The handwriting on the wall shows that many Filipinos are poised to affirm their deep-seated resentments against Madame Macapagal Arroyo when they vote in the coming May 2007 elections. They are set to register their feelings about the person who majority of them believe is not their elected president.

Just look at the contrasts that the Pulse Asia survey showed. The 50 percent who expressed distrust is complemented by the rise in the ratings of public officials—Senate President Manny Villar and Chief Justice Artemio Panganiban—who are seen to have taken adversarial positions against her.

Villar and Panganiban are heading the two institutions that have been resisting the dictatorial tendencies of the Arroyo regime. If not for the Senate and the Supreme Court, we have no basis to claim that freedom and democracy still reigns in our country.
While Vice President Noli de Castro may not be associated with the groups that have been actively resisting the Arroyo regime, he has wisely kept his distance from the regime and its highly controversial actions. Thus, De Castro has managed to maintain his popularity.

It comes as no surprise therefore that the Arroyo regime’s favorite mouthpiece, Secretary Mike Defensor, has been floating the idea of a “unity ticket” with the opposition for the 2007 elections. Arrogant in stealing a victory, the regime now wants to diffuse an imminent political Waterloo with a “unity ticket.”
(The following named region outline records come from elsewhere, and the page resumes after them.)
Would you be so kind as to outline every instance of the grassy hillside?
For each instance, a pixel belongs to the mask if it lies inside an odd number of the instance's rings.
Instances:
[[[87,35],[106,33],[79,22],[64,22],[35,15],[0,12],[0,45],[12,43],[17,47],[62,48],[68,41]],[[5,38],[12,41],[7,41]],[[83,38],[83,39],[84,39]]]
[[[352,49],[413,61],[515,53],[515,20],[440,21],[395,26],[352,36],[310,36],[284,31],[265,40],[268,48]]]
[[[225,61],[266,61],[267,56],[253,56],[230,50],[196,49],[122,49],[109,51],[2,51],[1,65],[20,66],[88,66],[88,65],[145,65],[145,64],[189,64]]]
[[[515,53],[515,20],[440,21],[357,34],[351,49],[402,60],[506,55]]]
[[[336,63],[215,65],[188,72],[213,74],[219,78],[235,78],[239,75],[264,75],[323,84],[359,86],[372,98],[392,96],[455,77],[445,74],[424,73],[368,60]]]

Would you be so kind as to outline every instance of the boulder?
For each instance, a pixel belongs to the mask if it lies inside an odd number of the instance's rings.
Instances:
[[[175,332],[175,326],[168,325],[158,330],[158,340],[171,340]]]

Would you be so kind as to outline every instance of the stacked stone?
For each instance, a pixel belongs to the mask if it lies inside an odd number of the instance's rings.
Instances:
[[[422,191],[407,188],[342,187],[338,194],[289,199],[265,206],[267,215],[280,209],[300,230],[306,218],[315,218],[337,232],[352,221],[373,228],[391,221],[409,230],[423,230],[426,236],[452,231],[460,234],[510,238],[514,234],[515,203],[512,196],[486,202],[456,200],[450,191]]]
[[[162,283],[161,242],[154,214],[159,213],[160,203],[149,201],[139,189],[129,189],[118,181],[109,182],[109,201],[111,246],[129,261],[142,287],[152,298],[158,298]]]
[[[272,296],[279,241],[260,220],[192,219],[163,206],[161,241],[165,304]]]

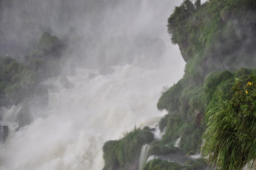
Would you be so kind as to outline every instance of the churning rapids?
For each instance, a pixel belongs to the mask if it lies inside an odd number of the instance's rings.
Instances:
[[[67,77],[74,85],[70,89],[62,87],[59,77],[48,78],[42,82],[48,87],[47,116],[36,114],[32,123],[18,131],[17,114],[21,105],[3,108],[1,123],[9,127],[9,133],[0,144],[0,169],[101,170],[105,142],[122,137],[135,123],[144,126],[165,114],[156,108],[160,92],[163,86],[181,77],[185,65],[178,47],[171,44],[167,33],[172,9],[156,7],[155,12],[163,21],[154,26],[155,35],[167,46],[163,57],[155,57],[161,60],[159,66],[142,67],[134,62],[112,67],[112,74],[90,79],[89,73],[98,70],[77,68],[76,75]],[[150,18],[146,20],[154,22]]]

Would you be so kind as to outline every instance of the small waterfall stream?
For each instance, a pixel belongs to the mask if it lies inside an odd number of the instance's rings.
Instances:
[[[174,142],[174,147],[179,147],[179,145],[180,144],[180,140],[181,139],[181,136],[178,138]]]
[[[142,170],[144,164],[146,162],[148,158],[148,152],[150,146],[149,144],[145,144],[142,146],[140,152],[139,170]]]

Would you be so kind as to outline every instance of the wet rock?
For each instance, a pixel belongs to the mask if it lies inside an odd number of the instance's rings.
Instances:
[[[60,76],[59,79],[60,82],[65,88],[71,89],[74,88],[74,85],[68,80],[65,76]]]

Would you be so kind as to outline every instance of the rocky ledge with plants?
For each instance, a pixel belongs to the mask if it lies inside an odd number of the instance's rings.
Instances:
[[[43,110],[47,104],[48,91],[41,82],[60,75],[65,46],[57,36],[45,32],[29,54],[19,59],[0,56],[0,106],[22,103],[17,117],[19,128],[31,123],[33,110]]]
[[[159,124],[165,133],[160,140],[147,141],[148,157],[201,151],[207,158],[190,160],[197,162],[194,166],[190,161],[181,164],[155,159],[147,161],[143,170],[202,169],[207,163],[224,170],[252,167],[256,158],[256,19],[254,0],[203,4],[185,0],[175,7],[167,26],[186,62],[185,75],[161,92],[157,106],[168,112]],[[174,148],[179,138],[179,148]],[[103,155],[115,152],[119,141],[107,141]],[[138,158],[139,153],[132,153],[136,155],[129,157]],[[103,158],[106,169],[138,169],[135,160],[116,166],[117,162]]]

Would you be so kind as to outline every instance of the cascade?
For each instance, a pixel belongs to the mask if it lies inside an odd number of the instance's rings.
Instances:
[[[180,140],[181,139],[181,136],[178,138],[174,142],[174,147],[179,147],[179,144],[180,144]]]
[[[149,145],[145,144],[142,146],[140,152],[140,161],[139,164],[139,170],[142,170],[144,164],[147,159],[148,152],[150,148]]]
[[[157,159],[158,158],[159,158],[159,157],[158,157],[157,156],[155,156],[155,155],[151,155],[151,156],[150,156],[150,157],[149,157],[149,158],[147,160],[147,161],[146,161],[146,163],[149,163],[149,162],[151,160],[152,160],[155,159]]]
[[[79,63],[81,67],[76,67],[75,75],[67,76],[74,85],[72,89],[63,88],[58,77],[44,79],[41,85],[48,88],[49,94],[48,105],[42,111],[46,116],[33,113],[31,123],[18,130],[16,130],[18,126],[17,116],[22,104],[2,108],[4,113],[0,125],[8,126],[9,134],[5,143],[0,144],[0,170],[102,169],[105,142],[117,139],[124,132],[133,129],[134,122],[141,123],[165,113],[160,113],[156,107],[159,92],[165,85],[177,82],[182,77],[185,65],[179,47],[171,44],[166,22],[170,9],[182,0],[142,0],[140,5],[137,5],[140,1],[137,0],[120,0],[116,9],[105,6],[116,1],[112,0],[11,1],[14,4],[4,9],[6,14],[3,17],[7,23],[12,23],[10,29],[4,27],[5,31],[9,31],[6,37],[10,35],[12,40],[16,37],[13,34],[37,36],[48,30],[60,38],[69,35],[68,38],[72,38],[66,49],[68,51],[63,52],[64,59]],[[133,4],[140,8],[137,13],[131,6]],[[127,16],[126,11],[123,12],[125,8],[136,15]],[[65,21],[66,18],[69,20]],[[33,23],[27,24],[30,20]],[[25,25],[20,25],[22,23]],[[0,29],[3,25],[0,25]],[[31,25],[33,29],[26,31],[11,29]],[[22,32],[25,33],[20,34]],[[150,46],[144,47],[154,43],[156,38],[165,44],[162,56],[151,53],[157,50]],[[112,43],[109,40],[122,44],[118,47],[130,45],[131,48],[125,52],[128,59],[143,55],[146,59],[140,64],[144,65],[138,64],[137,60],[142,59],[137,57],[133,63],[111,66],[114,72],[111,75],[98,75],[100,68],[91,67],[90,60],[93,61],[100,56],[102,58],[98,61],[103,64],[102,61],[114,54],[116,49],[116,55],[121,57],[123,54],[119,53],[123,52],[123,49],[107,48],[107,45]],[[27,44],[21,40],[28,46],[34,42]],[[133,45],[137,41],[141,47]],[[100,53],[100,48],[106,51]],[[87,59],[85,63],[88,65],[80,63],[80,59]],[[90,73],[95,73],[95,76],[89,78]],[[142,161],[146,159],[149,146],[143,147],[142,153],[144,154],[142,157],[144,158]]]

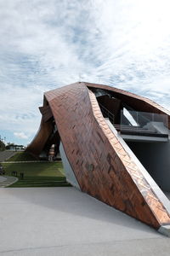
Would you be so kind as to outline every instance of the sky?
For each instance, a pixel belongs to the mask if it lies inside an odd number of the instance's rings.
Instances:
[[[169,9],[169,0],[0,0],[0,136],[27,145],[43,93],[77,81],[170,109]]]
That offer of a “unity ticket” is no different from the offer of King Richard III (in the Shakespeare opus Richard III) of “A horse, a horse—my kingdom for a horse” after losing the decisive Battle of Bosworth that determined the winner of the English civil war known as The War of the Roses. Fleeing for his life, Richard Gloucester was bartering the kingdom that he already lost for a horse.

But make no mistake about it—there is more than just saving face for Madame Arroyo in floating that offer for a “unity ticket.” The regime realizes that an opposition victory in 2007 will most likely result in the successful impeachment of Gloria Macapagal Arroyo.
To begin with, the opposition does not need to win the majority of the seats in Congress unlike what the Democratic Party in the US recently accomplished during the November 7 US Mid-term Elections. All the opposition needs to be able to forward an impeachment case to the senate is to win 60 congressional district seats.

Expecting a more hostile Senate to emerge after the 2007 elections, the Arroyo regime would want to avoid the electoral exercise as if it were the bubonic plague. Under the political climate that the surveys have been showing, gaining those 60 congressional seats appears to be the easiest thing that the opposition can do in the 2007 elections.

This is also the underlying reason for the persistence to dance the Cha Cha (Charter Change) despite the rejection that the Supreme Court gave the so-called People’s Initiative for Charter Change. Those congressmen who torpedoed the 2005 and 2006 impeachment cases against Arroyo must be very worried and concerned about their own prospects for re-election.

If I am an opposition congressional candidate who will be running against a pro-Gloria congressman who killed the impeachment case, I will adopt a famous historical rallying point (“Remember the Alamo”) and banner my campaign with the slogan “REMEMBER THE IMPEACHMENT.”